But the drawbacks of using a simple text editor like Atom also become apparent really quickly: We have to do a lot of typing and busywork, and there are many ways that simple typos can lead to errors in our code. Atom doesn’t provide us a whole lot of support beyond syntax highlighting, which is helpful, but still allows for errors to crop up unnoticed, slowing down our development process.
Because of the above, developers of all stripes like to work in a variety of different development environments that that provide them with different levels of support. While many frontend and JS developers work solely in a text editor, many developers of higher level, complex languages such as Java use an IDE to speed up the development process.
IDE stands for Integrated Development Environment, and is a software application that helps you craft your applications more quickly. It automatically runs tools such as linters (code checkers) and other useful add ons, such as automatic imports, as well as allowing you to generate boilerplate (starter) code. For this course, you will learn to work with IntelliJ IDEA, the IDE that forms the code basis of Android Studio.
Before we get started with creating more complex apps, let’s get IntelliJ installed on our local machine. IntelliJ is already installed on your machine at Epicodus.
IntelliJ comes in two different versions - Community and Enterprise. The Community edition is free for you to use and download for as long as you like. Download the appropriate version for your machine here.
Once IntelliJ boots up, you will be prompted to create a new project. Make sure to select Gradle on the left hand side. Your Java version should be selected at the top.
On the next screen, enter in a GroupId. GroupId’s should have the following format:
ArtifactId is the name of your project when it is compiled into a jarfile (Java ARchive) which is how many Java class files are packaged up together in a single file. (Consider it analogous to a zip archive.)

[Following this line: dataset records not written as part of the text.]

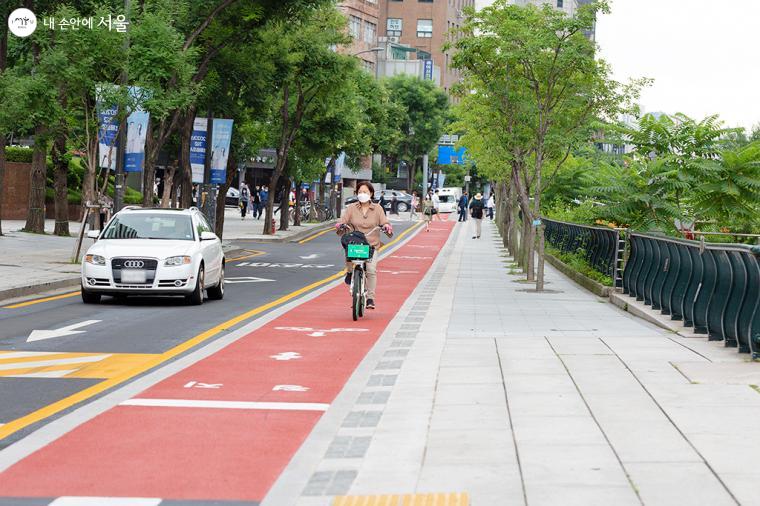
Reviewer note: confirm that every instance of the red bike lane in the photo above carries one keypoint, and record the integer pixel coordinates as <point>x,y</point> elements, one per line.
<point>225,427</point>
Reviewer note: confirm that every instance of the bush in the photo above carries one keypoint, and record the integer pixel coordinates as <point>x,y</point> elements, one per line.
<point>577,262</point>
<point>15,154</point>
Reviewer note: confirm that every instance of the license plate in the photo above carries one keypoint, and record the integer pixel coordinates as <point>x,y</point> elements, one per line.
<point>358,251</point>
<point>133,276</point>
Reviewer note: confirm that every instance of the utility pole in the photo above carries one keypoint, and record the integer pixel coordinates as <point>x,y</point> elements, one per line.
<point>208,196</point>
<point>424,175</point>
<point>118,190</point>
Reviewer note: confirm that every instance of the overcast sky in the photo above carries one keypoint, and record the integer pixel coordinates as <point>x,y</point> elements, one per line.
<point>702,54</point>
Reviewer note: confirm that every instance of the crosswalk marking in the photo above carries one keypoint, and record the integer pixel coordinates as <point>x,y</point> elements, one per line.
<point>42,364</point>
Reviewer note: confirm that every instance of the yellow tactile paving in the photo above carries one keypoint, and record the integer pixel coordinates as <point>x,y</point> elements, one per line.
<point>440,499</point>
<point>69,365</point>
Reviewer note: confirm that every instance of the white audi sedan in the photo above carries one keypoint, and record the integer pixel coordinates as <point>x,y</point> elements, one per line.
<point>154,252</point>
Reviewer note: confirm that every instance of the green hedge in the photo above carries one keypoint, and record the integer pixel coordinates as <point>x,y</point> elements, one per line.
<point>14,154</point>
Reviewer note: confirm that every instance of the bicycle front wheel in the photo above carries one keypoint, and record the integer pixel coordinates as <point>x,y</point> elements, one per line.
<point>358,293</point>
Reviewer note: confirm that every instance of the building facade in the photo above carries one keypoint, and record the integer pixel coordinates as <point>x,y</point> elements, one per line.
<point>425,25</point>
<point>362,16</point>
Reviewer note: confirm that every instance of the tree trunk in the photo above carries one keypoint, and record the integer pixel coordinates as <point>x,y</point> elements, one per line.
<point>231,169</point>
<point>3,58</point>
<point>169,173</point>
<point>61,168</point>
<point>186,170</point>
<point>35,217</point>
<point>297,209</point>
<point>285,204</point>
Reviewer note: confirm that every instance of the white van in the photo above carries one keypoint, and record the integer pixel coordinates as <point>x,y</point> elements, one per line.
<point>449,198</point>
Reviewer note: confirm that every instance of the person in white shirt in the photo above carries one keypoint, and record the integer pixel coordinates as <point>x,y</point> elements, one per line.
<point>436,205</point>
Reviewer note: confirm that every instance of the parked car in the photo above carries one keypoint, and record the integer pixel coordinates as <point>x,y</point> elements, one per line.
<point>403,199</point>
<point>232,199</point>
<point>146,251</point>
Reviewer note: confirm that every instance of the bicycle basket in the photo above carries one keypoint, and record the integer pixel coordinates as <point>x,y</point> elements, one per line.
<point>356,246</point>
<point>358,252</point>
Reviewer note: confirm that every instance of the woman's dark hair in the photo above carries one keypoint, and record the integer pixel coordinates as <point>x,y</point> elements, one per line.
<point>369,187</point>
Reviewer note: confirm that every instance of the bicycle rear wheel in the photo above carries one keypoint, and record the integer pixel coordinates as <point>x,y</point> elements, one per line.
<point>358,293</point>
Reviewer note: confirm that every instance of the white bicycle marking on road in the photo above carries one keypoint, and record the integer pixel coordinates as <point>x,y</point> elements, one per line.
<point>290,388</point>
<point>319,332</point>
<point>198,384</point>
<point>286,355</point>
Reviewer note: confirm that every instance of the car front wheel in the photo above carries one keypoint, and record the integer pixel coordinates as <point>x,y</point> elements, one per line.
<point>196,298</point>
<point>89,297</point>
<point>217,292</point>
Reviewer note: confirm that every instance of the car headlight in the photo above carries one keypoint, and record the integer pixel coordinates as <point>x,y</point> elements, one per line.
<point>181,260</point>
<point>95,259</point>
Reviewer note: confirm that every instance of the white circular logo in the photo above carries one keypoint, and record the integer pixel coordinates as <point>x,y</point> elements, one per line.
<point>22,22</point>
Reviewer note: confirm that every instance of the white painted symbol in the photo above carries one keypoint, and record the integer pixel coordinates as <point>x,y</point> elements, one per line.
<point>286,355</point>
<point>290,388</point>
<point>319,332</point>
<point>246,279</point>
<point>69,330</point>
<point>197,384</point>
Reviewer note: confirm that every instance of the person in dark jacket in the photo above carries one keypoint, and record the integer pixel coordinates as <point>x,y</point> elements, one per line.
<point>476,211</point>
<point>463,207</point>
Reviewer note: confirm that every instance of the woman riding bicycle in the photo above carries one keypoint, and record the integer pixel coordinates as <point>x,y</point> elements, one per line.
<point>366,217</point>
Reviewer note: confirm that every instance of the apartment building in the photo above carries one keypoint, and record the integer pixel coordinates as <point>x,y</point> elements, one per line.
<point>425,25</point>
<point>362,18</point>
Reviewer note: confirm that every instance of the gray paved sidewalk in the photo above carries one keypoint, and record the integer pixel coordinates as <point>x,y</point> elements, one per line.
<point>522,398</point>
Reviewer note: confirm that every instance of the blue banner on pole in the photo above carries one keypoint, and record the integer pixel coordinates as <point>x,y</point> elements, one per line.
<point>108,128</point>
<point>427,73</point>
<point>220,149</point>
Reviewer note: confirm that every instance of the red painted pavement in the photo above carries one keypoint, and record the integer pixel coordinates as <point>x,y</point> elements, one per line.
<point>227,454</point>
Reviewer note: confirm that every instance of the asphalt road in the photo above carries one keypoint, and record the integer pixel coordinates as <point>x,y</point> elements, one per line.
<point>121,335</point>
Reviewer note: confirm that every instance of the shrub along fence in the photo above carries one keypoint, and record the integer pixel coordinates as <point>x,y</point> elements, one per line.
<point>713,288</point>
<point>602,247</point>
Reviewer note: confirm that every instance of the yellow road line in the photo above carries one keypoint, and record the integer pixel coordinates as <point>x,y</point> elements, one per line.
<point>438,499</point>
<point>315,235</point>
<point>39,301</point>
<point>254,253</point>
<point>65,403</point>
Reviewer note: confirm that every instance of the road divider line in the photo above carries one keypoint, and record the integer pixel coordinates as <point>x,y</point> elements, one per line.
<point>51,409</point>
<point>40,301</point>
<point>254,253</point>
<point>321,232</point>
<point>192,403</point>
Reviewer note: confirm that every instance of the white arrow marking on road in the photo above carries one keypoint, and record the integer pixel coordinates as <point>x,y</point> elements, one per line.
<point>68,330</point>
<point>286,355</point>
<point>290,388</point>
<point>318,332</point>
<point>248,279</point>
<point>196,384</point>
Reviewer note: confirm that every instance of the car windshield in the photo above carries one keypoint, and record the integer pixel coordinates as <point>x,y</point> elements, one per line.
<point>150,226</point>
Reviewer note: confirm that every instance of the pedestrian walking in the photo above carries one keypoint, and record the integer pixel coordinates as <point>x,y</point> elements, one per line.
<point>476,211</point>
<point>463,201</point>
<point>245,195</point>
<point>256,203</point>
<point>413,208</point>
<point>427,211</point>
<point>437,205</point>
<point>264,196</point>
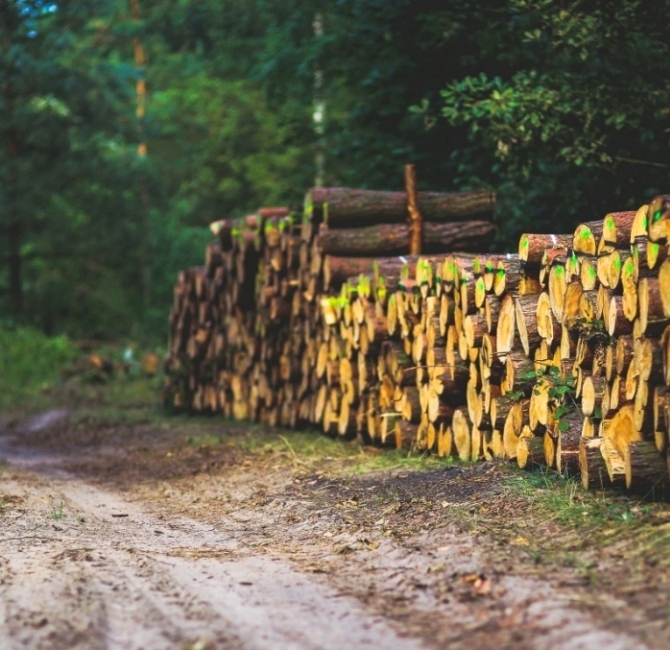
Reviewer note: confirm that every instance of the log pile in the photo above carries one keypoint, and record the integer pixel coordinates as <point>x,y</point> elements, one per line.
<point>557,355</point>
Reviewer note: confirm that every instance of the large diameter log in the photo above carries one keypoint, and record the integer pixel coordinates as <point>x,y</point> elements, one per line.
<point>393,239</point>
<point>646,468</point>
<point>342,207</point>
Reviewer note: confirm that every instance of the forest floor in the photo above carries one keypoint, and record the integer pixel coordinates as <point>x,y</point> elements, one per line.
<point>122,527</point>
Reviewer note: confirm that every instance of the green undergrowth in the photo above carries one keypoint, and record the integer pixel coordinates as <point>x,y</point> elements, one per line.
<point>311,451</point>
<point>639,527</point>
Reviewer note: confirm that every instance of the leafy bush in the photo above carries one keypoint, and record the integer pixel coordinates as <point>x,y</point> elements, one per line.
<point>29,362</point>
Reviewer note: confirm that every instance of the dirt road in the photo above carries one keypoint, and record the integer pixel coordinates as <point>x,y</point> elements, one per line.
<point>133,537</point>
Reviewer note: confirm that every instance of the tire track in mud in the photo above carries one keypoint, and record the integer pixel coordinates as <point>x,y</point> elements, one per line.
<point>124,579</point>
<point>113,573</point>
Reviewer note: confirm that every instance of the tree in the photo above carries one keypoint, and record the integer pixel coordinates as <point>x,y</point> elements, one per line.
<point>567,114</point>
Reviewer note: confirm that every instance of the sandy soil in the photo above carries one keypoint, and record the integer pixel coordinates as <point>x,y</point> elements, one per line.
<point>130,537</point>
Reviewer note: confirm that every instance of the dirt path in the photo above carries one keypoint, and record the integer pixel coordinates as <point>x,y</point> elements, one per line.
<point>101,549</point>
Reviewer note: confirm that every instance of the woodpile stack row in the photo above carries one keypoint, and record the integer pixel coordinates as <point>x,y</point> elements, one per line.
<point>557,355</point>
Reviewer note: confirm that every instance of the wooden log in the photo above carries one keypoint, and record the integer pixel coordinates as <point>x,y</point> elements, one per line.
<point>530,451</point>
<point>351,207</point>
<point>592,465</point>
<point>659,218</point>
<point>614,462</point>
<point>462,430</point>
<point>532,247</point>
<point>646,469</point>
<point>393,239</point>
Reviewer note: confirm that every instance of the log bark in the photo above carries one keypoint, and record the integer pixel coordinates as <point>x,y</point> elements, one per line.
<point>394,239</point>
<point>351,207</point>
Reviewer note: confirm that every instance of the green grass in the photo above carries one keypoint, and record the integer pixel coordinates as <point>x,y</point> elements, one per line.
<point>30,362</point>
<point>59,513</point>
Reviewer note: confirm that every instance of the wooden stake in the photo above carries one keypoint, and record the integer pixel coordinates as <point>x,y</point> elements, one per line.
<point>415,218</point>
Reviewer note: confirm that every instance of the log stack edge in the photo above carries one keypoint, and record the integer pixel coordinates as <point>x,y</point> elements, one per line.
<point>556,355</point>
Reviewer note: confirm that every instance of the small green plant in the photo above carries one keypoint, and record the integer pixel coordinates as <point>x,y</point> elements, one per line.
<point>593,331</point>
<point>562,393</point>
<point>59,513</point>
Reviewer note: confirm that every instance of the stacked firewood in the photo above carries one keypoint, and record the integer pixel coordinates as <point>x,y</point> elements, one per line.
<point>557,355</point>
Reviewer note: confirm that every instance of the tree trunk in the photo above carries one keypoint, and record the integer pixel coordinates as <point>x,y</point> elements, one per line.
<point>342,207</point>
<point>393,239</point>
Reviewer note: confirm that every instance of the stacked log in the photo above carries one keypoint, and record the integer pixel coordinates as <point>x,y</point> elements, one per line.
<point>556,355</point>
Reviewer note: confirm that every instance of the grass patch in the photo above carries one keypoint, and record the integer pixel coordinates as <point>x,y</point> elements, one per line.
<point>30,362</point>
<point>59,513</point>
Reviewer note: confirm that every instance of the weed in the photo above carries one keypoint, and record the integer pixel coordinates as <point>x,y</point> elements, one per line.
<point>59,513</point>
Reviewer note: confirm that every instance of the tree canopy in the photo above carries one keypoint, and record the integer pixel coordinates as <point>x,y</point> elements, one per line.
<point>561,107</point>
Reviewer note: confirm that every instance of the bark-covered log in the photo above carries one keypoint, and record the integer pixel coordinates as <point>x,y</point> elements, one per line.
<point>393,239</point>
<point>342,207</point>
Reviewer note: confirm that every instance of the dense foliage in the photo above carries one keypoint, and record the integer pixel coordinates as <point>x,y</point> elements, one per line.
<point>560,106</point>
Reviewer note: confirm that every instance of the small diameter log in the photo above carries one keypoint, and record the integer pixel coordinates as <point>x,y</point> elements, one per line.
<point>646,469</point>
<point>415,218</point>
<point>351,207</point>
<point>620,430</point>
<point>567,447</point>
<point>532,247</point>
<point>650,306</point>
<point>586,237</point>
<point>593,389</point>
<point>592,464</point>
<point>404,434</point>
<point>640,223</point>
<point>659,218</point>
<point>614,462</point>
<point>506,330</point>
<point>462,428</point>
<point>664,281</point>
<point>549,446</point>
<point>525,309</point>
<point>445,440</point>
<point>530,451</point>
<point>616,231</point>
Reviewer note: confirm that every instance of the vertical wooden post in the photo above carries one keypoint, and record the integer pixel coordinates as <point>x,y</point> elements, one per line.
<point>142,150</point>
<point>414,215</point>
<point>13,228</point>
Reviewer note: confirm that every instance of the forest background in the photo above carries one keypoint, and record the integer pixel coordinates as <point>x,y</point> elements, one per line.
<point>563,108</point>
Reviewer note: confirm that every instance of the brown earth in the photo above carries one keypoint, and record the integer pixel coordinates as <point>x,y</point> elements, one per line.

Give your project an artifact id that is concise. You can utilize hyphens to separate words. Examples:
You can leave the version number as it currently is for now and hit next. On the next screen, your screen should look like this.
Click through and select finish. After a few moments your project will be displayed. Take a minute to poke around and familiarize yourself with the structure of your app. (Your main class file will go in src/main/java)
As you begin to write your code, you will see the automatic syntax highlighting (in form of a red squiggly line) that appears whenever there are syntax inconsistencies in your code. If you hover over the red squiggly line or red bar on the side, you will see information provided about which errors were picked up by the linter (code checker).
As you learned in Intro, we don't need to add every single file to our Git repository. For instance, we don't need to track the files inside of the build directory, because their contents are simply compiled from our source code (.java files). When someone clones down our project, they'll re-compile their own build files on their own machine using the source code. So, we can use a .gitignore file to exclude this content from our Git repository.
We also don't need the .gradle directory, as those are files that will also be generated by gradle. .idea files are generated by IntelliJ - these also get regenerated every time, so we do not need to track them.
In order to easily create a handy .gitignore file, locate the Terminal within IntelliJ, where you can run commands such as
$ touch .gitignore and other commands you are familiar with from command line work.
Create a .gitignore file now, and then
$ atom .gitignore to open the file in atom for easy editing.
You can use this link to easily create your .gitignore file. Note: You may need to add additional exclusions, such as:
build/ .gradle/ .idea/ gradle/ gradlew* settings.gradle
But please be sure to not exclude your build.gradle file from git tracking - it is an important file our projects require. We'll go into more detail about what the build.gradlefile does very soon.
You can also use the built in terminal to run
$ git init, add and commit changes as usual.
Once you're ready to share your project on GitHub, you may use options built directly into the IntelliJ GUI to do so if you would like. Select the VCS menu option, then Import into Version Control and Share Project on Github:
After selecting this option, you should be prompted to provide your GitHub login information:
Then, after logging in, you should be provided another popup window. Here, you can choose your GitHub repository's name and description, as well as the name of the remote URL:
Whenever you're ready, select Share to push the project to GitHub.
Do note that you may also use the Terminal in IntelliJ to use the same Git commands you've been executing in the command line to track projects for previous courses. (ie:
git remote add,
git push, etc.)
You are not required to use the IntelliJ GUI options to create, configure, and push to a GitHub repository, as described above. This is simply another option provided by IntelliJ. Choose the workflow that you are most comfortable with, and are likely to commit most frequently and reliably. (Your teacher uses the command line option only because it feels most familiar.)
While at Epicodus we will continue to use pivotal-git-scripts to give both partners credit for their commits. You can use the terminal to include and configure our .pairs file, and run commands to commit as a pair, as we've done in previous courses at Epicodus.